HI,
I’ve noticed some odd results with the linear regression learner when the observations are constant.
Example…
Y = Unit sales. X = Avg Selling Price
Data set:
What’s the best way to avoid erroneous results as pictured in the Linear Regression Learner? It seems as though the coefficient for the independent variable should be 0 or undefined.
Is there a setting I can change or a node that allows me to easily remove a group if all rows in the group are constant?
I’m doing thousands of linear regressions via a loop and taking the coefficient to calculate price elasticity, so it’s important that I can get the correct avg_selling_price coefficient. Using the R snippet isn’t a bad option, but it is much slower than the Linear Regression Learner (perhaps because I’m loading stargazer library to convert to a data frame?).
Thanks, ScottF.
The constant value column filter will just remove the single column, right? The rest of the table would be passed through the rest of the workflow – in this case, into the regression model, which would then fail, as the column (that was being used as a variable) no longer exists. I really need a way to pass a blank table using the Empty Table Switch, if the value is constant.

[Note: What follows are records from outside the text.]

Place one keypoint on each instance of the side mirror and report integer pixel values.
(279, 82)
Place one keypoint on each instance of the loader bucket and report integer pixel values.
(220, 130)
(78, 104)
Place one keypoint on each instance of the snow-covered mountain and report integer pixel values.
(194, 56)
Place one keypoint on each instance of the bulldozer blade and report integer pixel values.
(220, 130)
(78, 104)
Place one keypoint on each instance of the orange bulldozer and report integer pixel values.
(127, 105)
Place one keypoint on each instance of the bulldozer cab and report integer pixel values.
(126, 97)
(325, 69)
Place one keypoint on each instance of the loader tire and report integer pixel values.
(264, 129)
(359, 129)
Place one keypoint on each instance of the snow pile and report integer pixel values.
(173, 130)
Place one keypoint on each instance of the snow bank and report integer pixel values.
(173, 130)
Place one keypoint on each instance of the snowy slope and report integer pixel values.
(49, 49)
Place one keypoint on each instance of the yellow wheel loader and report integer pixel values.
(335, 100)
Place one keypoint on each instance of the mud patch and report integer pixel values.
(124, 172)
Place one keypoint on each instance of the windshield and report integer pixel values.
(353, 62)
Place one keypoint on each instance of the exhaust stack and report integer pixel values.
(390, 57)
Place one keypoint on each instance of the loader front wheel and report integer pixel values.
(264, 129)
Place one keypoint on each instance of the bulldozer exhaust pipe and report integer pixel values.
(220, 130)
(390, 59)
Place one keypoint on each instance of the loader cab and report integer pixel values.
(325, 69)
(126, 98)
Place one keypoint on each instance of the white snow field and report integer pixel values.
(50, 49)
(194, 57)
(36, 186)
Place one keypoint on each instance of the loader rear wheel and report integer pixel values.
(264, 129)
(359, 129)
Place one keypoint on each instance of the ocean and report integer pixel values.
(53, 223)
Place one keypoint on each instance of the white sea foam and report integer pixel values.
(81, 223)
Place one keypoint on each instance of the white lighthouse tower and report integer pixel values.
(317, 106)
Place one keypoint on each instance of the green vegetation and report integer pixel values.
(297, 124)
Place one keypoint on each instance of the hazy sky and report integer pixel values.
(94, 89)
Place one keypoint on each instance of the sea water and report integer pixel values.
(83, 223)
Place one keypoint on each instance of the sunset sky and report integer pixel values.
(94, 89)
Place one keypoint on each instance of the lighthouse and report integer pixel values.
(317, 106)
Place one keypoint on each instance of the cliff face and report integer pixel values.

Also - I mentioned it in another thread several months back, but I think it would be great if KNIME had an open bug tracker, similar to how some other open source software does it. Here’s an example from the PHPBB forum software: https://tracker.phpbb.com/secure/Dashboard.jspa
FYI - I managed to solve this problem by creating a calculation of the variance in average price using the Math Formula node and combining it with the rule engine node.
Math formula:
COL_VAR($Avg_Selling_Price$)
Rule Engine:
Variance = 0 => TRUE
(Exclude true matches)
This way a table that has a constant value is never passed into the regression learner node.